The data showed that the company’s direct aspiration, first-pass technique (Adapt) compared favorably with a stent retriever – 85.4% of patients treated with Penumbra’s aspiration system met the study’s revascularization primary endpoint, compared to 83.1% of their counterparts treated with stent retrievers.
“The Aster study provides evidence that starting with Penumbra aspiration first as part of the Adapt technique is similar to the stent retriever technique,” principal investigator Dr. Michel Piotin said in prepared remarks. “The Adapt technique offers the possibility to easily add a stent retriever following Penumbra aspiration if needed, leading to time savings.”

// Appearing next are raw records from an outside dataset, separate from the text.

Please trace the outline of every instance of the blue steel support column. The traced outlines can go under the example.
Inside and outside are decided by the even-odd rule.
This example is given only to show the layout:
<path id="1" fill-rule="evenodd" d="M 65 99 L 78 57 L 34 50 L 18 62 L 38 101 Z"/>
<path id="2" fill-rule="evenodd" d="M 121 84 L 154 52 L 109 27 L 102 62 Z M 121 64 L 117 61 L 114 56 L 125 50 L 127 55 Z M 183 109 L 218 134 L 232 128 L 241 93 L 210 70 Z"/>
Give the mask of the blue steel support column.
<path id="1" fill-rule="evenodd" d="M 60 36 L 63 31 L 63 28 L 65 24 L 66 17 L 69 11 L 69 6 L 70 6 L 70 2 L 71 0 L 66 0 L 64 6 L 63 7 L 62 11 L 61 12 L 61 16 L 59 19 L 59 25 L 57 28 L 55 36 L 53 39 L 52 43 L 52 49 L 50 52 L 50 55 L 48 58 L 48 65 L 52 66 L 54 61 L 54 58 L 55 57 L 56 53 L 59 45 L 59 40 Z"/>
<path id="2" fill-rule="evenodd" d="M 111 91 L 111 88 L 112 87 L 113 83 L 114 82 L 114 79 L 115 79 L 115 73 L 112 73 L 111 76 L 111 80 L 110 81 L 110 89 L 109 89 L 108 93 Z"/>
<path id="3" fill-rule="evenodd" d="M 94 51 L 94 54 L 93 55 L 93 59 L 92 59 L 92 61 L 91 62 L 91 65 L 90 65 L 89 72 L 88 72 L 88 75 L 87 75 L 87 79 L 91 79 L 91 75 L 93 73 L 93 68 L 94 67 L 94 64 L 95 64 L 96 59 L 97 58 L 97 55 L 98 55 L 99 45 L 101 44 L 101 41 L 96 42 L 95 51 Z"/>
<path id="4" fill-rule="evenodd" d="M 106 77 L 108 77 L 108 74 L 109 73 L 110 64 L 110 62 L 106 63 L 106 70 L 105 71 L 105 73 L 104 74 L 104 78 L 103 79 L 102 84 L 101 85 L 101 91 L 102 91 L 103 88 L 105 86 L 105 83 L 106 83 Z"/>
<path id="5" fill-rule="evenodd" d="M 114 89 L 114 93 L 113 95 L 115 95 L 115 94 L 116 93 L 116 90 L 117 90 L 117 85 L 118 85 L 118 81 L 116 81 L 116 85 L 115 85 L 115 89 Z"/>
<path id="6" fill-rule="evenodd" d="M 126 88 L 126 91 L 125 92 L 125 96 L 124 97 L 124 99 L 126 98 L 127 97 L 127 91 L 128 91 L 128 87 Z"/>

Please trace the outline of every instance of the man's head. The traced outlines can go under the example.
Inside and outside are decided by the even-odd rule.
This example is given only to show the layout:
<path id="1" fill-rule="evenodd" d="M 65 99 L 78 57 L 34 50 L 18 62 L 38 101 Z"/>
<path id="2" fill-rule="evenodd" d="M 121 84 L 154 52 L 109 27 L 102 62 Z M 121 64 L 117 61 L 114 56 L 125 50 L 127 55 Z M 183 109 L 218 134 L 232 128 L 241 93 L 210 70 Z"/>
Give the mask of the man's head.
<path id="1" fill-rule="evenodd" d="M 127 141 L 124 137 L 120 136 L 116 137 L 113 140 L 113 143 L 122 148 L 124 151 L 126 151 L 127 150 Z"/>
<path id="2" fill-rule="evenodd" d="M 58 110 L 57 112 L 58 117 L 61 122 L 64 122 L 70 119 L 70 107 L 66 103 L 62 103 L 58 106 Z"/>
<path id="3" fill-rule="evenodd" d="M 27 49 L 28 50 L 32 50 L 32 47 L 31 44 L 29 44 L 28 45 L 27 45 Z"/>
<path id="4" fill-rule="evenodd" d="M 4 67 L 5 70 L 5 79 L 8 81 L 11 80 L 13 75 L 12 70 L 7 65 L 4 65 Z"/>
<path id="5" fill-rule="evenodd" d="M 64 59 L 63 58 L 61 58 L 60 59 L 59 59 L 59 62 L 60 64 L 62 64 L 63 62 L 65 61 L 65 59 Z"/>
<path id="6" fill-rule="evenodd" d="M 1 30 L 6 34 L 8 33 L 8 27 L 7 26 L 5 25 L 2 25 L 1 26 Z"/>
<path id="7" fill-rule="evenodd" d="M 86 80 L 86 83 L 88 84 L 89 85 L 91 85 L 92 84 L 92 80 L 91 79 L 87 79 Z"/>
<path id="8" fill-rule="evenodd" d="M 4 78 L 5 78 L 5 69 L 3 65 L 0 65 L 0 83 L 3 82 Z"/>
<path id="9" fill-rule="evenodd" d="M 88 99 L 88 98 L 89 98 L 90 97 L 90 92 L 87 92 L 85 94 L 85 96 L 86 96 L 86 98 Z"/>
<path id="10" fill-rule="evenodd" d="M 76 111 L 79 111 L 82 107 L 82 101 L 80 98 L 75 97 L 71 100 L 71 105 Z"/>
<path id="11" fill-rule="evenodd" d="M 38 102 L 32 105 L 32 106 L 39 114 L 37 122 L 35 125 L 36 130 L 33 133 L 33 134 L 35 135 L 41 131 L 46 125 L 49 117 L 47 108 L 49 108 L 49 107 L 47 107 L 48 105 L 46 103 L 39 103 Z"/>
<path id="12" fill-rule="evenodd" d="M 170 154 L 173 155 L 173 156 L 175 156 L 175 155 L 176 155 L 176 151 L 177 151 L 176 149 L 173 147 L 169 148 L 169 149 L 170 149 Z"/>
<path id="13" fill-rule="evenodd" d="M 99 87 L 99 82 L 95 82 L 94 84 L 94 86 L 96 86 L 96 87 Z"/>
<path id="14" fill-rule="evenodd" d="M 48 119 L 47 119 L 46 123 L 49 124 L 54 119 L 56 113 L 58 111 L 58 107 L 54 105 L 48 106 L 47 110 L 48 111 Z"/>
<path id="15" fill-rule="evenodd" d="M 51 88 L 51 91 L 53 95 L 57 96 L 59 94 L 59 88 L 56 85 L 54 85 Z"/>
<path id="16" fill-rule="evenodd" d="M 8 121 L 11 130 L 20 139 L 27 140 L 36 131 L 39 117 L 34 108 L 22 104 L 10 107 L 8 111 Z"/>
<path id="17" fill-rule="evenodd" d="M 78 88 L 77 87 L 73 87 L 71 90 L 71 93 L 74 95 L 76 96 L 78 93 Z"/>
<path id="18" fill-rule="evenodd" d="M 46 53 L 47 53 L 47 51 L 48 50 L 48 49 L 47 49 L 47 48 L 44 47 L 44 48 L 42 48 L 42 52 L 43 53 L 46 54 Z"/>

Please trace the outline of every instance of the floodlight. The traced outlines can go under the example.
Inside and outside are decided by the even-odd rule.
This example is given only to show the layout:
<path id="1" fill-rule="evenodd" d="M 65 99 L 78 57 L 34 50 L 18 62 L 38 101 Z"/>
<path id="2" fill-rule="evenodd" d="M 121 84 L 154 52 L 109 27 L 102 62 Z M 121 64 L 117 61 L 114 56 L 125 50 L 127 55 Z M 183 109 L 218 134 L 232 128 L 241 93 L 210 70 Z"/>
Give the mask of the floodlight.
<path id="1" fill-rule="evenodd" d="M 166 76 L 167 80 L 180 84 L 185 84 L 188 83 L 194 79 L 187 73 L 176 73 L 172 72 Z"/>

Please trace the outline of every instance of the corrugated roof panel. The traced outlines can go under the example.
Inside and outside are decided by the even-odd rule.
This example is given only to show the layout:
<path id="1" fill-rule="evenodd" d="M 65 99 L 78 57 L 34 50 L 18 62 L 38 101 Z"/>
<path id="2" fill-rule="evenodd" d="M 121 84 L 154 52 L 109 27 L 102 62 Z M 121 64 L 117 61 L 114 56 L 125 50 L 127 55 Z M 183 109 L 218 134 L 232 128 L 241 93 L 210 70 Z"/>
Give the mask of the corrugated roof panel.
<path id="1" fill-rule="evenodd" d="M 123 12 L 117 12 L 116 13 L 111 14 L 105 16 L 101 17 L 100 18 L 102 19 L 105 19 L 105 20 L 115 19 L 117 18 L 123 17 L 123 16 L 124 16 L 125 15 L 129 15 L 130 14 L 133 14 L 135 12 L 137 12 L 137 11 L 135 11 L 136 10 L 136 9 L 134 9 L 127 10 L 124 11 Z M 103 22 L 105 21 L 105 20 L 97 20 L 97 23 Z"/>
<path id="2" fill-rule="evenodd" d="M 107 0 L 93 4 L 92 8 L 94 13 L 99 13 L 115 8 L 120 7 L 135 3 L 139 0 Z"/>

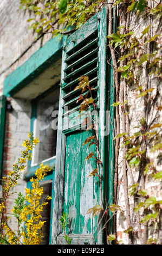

“The Aster trial shows no significant difference in revascularization rate and safety using either thrombectomy technique – Penumbra aspiration and stent retrievers – for acute ischemic stroke patients with large vessel occlusions,” scientific coordinator Dr. Bertrand Lapergue added. “The broad eligibility criteria achieved in the Aster trial make the results generalizable to the majority of stroke patients with large vessel occlusions.”
Secondary safety endpoints, such as embolization in new territory and symptomatic intracranial hemorrhage were not statistically different between the 2 groups, Penumbra reported.
“The Aster trial builds on the results of the 3D Trial, providing additional evidence supporting the use of Penumbra System direct aspiration devices as a first-line treatment for acute ischemic stroke patients,” chairman, CEO & president Adam Elsesser said. “The Adapt technique with the Penumbra System as a frontline approach together with complementary adjunctive devices when needed offers a cost-effective solution for treating stroke patients, which is critical as patient access to mechanical thrombectomy is further expanded.”